Para Ngoenha, o mais duro não vai ser, “condenar ou não o Chang e os 17 ou 18 arguidos. E se nós não condenarmos os ingleses e os americanos vão fazer para nós. O mais grave não é isso. O mais grave é que durante os últimos 25 anos nós deixamos perceber que o malabarismo, o engano, a esperteza, era o mais importante do que o trabalho, o estudo, e o sacrifício. Esse é o grande problema.”

“Agente até pode dizer para devolverem o dinheiro. Vão devolver o dinheiro. E depois? O que vamos fazer? O que vamos fazer com nossos filhos que não vão a escola, porque sabem que papa tem dinheiro e depois vão pagar o professor? O que vamos fazer com os régulos que inventámos que vivem sem regras mas vêm exigir regras a toda gente?,” questionou.

Como solução, propõe a transformação da moral pública para se recoser o tecido social. “A utopia que nós temos é recuar para atrás e regar a sociedade por valores nobres a uma sociedade fragmentada por ilícitos que nós criamos ou os quais todos vivemos.”

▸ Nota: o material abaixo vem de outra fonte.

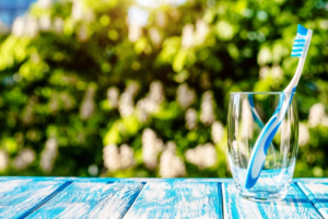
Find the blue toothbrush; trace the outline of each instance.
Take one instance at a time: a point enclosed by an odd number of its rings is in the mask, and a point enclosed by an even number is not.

Uma solução extensiva aos jovens

O Professor entende que os jovens têm um papel importante na construção do país e daí a questão. “O que vamos fazer com a malta de 14 ou 15 anos? Uns querem entrar no partido porque vão ficar ministros de trabalho ou outras coisas. Outros porque vão ser ministros de desporto. Se você pergunta os jovens o que querem fazer, não vão responder que querem estudar muito para puder mudar a vida. Vão dizer que vão entrar para o partido tal, vão entrar numa ONG.”

Para Severino Ngoenha, todos os jovens sabem como chegar ao resultado. “Mas nenhum desses resultados é trabalho, abnegação, sacrifício, moral, e, o mais importante, a solidariedade”, sublinhou.